Opinion
NO. 19-CA-82 19-CA-83
11-27-2019
COUNSEL FOR PLAINTIFF/APPELLEE, WEST JEFFERSON MRI, LLC, Daniel A. Ranson, John J. Danna, Jr., Ryan C. Higgins COUNSEL FOR DEFENDANT/APPELLANT, JOSEPH P. LOPINTO, III, SHERIFF AND EX-OFFICIO TAX COLLECTOR OF THE PARISH OF JEFFERSON, Kenneth C. Fonte
COUNSEL FOR PLAINTIFF/APPELLEE, WEST JEFFERSON MRI, LLC, Daniel A. Ranson, John J. Danna, Jr., Ryan C. Higgins
COUNSEL FOR DEFENDANT/APPELLANT, JOSEPH P. LOPINTO, III, SHERIFF AND EX-OFFICIO TAX COLLECTOR OF THE PARISH OF JEFFERSON, Kenneth C. Fonte
Panel composed of Judges Marc E. Johnson, Robert A. Chaisson, and John J. Molaison, Jr.
JOHNSON, J.
Appellant/Defendant, Joseph P. Lopinto, III, Sheriff and Ex-Officio Tax Collector for the Parish of Jefferson, appeals the judgment in favor of Appellees/Plaintiffs, West Jefferson MRI, LLC and West Jefferson CT Scan, LLC, for the refund of certain taxes, penalties, and interest paid under protest from the 24th Judicial District Court, Division "K". For the following reasons, we affirm the judgment and deny Appellees' request for attorney's fees.
FACTS AND PROCEDURAL HISTORY
Appellees provide diagnostic magnetic resonance imaging ("MRI") and computed tomography ("CT") services at two locations in Jefferson Parish.
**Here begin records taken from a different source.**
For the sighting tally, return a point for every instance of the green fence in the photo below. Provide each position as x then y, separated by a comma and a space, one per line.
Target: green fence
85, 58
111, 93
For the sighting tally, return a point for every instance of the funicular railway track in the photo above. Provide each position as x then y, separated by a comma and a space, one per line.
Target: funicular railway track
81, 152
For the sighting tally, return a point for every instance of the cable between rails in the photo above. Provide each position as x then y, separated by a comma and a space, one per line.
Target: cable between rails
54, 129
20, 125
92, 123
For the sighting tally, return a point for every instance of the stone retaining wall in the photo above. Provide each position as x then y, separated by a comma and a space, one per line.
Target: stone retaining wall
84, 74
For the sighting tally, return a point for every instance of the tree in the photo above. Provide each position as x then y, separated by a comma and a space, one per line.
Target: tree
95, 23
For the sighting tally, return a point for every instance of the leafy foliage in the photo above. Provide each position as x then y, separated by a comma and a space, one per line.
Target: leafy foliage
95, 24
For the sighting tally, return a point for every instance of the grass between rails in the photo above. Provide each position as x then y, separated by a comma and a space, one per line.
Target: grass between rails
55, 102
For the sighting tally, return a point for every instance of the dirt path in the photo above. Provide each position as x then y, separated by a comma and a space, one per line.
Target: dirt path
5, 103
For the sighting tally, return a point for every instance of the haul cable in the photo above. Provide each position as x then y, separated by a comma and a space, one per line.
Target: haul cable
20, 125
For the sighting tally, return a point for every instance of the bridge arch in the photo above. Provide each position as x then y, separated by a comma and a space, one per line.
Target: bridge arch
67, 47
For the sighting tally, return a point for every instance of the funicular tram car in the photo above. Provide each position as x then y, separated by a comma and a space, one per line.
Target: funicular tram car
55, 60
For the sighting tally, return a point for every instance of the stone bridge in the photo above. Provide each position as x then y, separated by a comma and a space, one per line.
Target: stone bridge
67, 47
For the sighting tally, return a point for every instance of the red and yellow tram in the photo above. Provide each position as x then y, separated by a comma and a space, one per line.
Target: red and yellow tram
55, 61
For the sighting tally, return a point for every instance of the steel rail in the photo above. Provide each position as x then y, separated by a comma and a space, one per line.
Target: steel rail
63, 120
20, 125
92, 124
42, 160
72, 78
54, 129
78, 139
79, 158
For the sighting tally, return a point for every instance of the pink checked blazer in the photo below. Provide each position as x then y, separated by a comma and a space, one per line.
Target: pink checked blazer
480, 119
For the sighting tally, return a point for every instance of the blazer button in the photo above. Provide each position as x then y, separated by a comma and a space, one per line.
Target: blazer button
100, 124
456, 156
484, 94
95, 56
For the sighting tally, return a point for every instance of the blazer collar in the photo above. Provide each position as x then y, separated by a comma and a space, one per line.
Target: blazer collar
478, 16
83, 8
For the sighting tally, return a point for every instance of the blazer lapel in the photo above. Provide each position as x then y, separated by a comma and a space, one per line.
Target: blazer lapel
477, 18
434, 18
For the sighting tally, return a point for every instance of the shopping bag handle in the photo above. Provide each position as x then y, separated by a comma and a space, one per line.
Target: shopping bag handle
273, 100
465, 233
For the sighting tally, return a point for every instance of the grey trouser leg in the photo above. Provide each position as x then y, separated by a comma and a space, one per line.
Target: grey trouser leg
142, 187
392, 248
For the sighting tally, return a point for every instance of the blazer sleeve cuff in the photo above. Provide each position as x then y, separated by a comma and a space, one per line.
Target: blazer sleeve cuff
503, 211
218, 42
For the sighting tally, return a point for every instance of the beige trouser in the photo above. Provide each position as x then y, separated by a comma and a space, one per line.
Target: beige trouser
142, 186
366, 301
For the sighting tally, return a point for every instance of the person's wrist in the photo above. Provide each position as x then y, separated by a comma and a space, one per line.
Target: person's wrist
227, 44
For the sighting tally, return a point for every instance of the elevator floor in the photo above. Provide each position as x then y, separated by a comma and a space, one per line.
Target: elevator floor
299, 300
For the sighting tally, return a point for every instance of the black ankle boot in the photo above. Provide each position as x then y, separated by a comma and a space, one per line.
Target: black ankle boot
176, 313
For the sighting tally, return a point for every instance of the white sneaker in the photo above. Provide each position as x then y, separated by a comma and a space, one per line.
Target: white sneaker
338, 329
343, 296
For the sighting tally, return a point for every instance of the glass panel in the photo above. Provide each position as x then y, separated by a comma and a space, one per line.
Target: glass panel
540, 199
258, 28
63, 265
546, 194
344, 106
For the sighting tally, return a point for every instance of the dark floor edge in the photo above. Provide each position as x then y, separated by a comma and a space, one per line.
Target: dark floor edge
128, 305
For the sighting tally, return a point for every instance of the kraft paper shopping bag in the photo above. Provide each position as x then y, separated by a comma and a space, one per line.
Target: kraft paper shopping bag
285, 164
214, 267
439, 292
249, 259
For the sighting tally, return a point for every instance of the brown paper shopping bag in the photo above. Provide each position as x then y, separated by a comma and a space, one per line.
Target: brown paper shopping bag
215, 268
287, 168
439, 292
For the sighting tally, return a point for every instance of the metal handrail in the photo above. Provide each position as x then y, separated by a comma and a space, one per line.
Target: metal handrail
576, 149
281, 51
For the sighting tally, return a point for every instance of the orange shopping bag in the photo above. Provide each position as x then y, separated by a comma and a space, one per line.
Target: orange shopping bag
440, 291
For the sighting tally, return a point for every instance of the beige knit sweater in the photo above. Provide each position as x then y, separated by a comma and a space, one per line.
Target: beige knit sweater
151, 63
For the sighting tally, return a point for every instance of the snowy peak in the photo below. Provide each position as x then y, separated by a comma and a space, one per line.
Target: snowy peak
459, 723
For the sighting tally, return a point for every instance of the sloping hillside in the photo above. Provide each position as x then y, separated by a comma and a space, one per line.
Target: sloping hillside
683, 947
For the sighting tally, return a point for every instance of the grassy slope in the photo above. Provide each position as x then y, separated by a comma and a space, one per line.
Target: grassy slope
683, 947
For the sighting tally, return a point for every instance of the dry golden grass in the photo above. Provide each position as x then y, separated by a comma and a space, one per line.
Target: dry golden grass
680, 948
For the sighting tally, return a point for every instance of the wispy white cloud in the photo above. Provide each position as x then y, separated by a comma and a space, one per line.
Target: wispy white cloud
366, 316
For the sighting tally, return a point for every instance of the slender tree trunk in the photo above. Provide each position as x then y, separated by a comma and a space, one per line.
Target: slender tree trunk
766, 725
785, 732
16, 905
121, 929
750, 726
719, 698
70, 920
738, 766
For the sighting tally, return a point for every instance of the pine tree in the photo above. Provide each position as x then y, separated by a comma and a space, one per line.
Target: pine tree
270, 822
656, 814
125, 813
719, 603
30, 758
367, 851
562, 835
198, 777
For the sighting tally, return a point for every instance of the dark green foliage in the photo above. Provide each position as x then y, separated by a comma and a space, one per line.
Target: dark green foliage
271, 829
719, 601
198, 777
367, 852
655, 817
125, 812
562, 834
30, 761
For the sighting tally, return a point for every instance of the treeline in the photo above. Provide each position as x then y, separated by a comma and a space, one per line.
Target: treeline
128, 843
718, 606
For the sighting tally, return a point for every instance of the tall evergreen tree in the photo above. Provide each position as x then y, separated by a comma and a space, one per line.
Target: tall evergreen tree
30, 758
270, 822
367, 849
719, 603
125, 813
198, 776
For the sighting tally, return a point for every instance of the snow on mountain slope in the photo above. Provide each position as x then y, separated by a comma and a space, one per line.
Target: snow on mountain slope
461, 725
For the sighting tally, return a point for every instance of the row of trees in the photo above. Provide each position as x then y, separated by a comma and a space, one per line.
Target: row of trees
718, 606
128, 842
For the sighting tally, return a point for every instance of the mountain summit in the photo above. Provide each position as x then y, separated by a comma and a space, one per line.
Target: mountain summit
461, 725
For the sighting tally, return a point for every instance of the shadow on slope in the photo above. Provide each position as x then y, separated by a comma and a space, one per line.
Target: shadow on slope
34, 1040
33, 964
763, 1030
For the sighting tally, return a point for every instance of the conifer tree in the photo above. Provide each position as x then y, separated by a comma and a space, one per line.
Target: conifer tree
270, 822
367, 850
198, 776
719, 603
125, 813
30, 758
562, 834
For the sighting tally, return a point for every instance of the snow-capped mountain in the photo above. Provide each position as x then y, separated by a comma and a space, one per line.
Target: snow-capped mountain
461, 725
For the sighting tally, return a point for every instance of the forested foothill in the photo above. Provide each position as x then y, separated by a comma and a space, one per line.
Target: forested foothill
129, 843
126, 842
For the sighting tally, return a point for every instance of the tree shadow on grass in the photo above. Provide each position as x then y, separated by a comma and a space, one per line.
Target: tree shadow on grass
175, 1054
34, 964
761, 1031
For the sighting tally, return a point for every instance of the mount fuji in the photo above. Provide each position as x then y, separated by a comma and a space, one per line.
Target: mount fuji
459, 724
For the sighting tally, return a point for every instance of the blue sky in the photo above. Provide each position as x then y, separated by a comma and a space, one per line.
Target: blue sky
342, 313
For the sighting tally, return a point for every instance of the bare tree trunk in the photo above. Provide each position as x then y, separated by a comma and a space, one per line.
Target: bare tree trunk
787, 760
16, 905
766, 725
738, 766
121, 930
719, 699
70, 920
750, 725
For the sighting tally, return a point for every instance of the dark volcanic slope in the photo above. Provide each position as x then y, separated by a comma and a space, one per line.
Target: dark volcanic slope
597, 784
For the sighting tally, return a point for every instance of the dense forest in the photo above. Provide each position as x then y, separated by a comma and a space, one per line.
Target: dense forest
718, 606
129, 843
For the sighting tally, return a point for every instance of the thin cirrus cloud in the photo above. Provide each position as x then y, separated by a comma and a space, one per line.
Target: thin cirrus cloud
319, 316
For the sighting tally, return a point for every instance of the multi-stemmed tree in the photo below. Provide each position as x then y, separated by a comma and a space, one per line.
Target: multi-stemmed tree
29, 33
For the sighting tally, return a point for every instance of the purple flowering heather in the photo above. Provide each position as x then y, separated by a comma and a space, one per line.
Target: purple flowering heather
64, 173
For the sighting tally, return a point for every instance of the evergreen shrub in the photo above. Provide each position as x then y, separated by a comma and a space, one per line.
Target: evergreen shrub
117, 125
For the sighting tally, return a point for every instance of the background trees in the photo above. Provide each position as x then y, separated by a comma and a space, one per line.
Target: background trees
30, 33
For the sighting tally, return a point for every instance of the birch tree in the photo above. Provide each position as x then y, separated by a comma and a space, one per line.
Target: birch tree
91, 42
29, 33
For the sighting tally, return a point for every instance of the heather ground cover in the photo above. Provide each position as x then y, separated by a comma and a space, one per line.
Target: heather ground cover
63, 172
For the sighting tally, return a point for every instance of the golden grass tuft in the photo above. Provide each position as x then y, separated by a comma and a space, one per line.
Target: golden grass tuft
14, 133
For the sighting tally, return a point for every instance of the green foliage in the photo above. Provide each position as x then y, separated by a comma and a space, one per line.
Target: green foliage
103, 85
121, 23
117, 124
In early 2015, Sheriff Lopinto notified Appellees that they were being audited for failure to pay sales and use taxes. In response to the notice, Appellees' accountant, Laura Stewart, produced general ledger excerpts and asset depreciation schedules to the auditor. Sheriff Lopinto selected entries in the general ledger and requested copies of the corresponding invoices.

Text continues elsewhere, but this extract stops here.